All Wolverine document types are stored in the same container, differentiated by a docType field:
incoming- Incoming message envelopesoutgoing- Outgoing message envelopesdeadletter- Dead letter queue messagesnode- Node registration documentsagent-assignment- Agent assignment documentslock- Distributed lock documents
Message Persistence
The durable inbox and outbox options in Wolverine are completely supported with CosmosDB as the persistence mechanism. This includes scheduled execution (and retries), dead letter queue storage, and the ability to replay designated messages in the dead letter queue storage.
Saga Persistence
The CosmosDB integration can serve as a Wolverine Saga persistence mechanism. The only limitation is that all saga identity values must be string types. The saga id is used as both the CosmosDB document id and partition key.
Transactional Middleware
Wolverine's CosmosDB integration supports transactional middleware using the CosmosDB Container type. When using AutoApplyTransactions(), Wolverine will automatically detect handlers that use Container and apply the transactional middleware.

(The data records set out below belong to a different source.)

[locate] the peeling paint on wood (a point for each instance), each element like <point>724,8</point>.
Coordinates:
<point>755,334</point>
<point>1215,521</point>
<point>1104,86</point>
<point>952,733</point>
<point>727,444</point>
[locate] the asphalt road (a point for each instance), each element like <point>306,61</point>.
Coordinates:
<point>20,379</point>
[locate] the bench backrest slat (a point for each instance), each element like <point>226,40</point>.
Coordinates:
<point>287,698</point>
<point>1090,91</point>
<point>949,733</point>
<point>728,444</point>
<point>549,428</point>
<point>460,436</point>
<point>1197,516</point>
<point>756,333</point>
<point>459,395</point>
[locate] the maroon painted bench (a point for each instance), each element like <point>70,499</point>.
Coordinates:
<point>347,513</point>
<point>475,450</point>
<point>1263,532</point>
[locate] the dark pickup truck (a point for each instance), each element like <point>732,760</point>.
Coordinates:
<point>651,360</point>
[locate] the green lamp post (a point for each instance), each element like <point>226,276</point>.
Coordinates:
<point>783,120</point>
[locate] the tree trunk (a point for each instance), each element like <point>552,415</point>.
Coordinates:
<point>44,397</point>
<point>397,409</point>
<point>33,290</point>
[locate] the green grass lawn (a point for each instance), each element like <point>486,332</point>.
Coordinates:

Storage Side Effects (ICosmosDbOp)
Use ICosmosDbOp as return values from handlers for a cleaner approach to CosmosDB operations:
public static class MyHandler
{
public static ICosmosDbOp Handle(CreateOrder command)
{
var order = new Order { id = command.Id, Name = command.Name };
return CosmosDbOps.Store(order);
}
}Available side effect operations:
CosmosDbOps.Store<T>(document)- Upsert a documentCosmosDbOps.Delete(id, partitionKey)- Delete a document by id and partition key
Outbox Pattern
You can use the ICosmosDbOutbox interface to combine CosmosDB operations with outgoing messages in a single logical transaction:
public class MyService
{
private readonly ICosmosDbOutbox _outbox;
public MyService(ICosmosDbOutbox outbox)
{
_outbox = outbox;
}
public async Task DoWorkAsync(Container container)
{
_outbox.Enroll(container);
// Send messages through the outbox
await _outbox.SendAsync(new MyMessage());
// Flush outgoing messages
await _outbox.SaveChangesAsync();
}
}Dead Letter Queue Management
Dead letter messages are stored in the same CosmosDB container with docType = "deadletter" and can be managed through the standard Wolverine dead letter queue APIs. Messages can be marked as replayable and will be moved back to the incoming queue.
Distributed Locking
The CosmosDB integration implements distributed locking using document-based locks with ETag-based optimistic concurrency. Lock documents have a 5-minute expiration time and are automatically reclaimed if a node fails to renew them.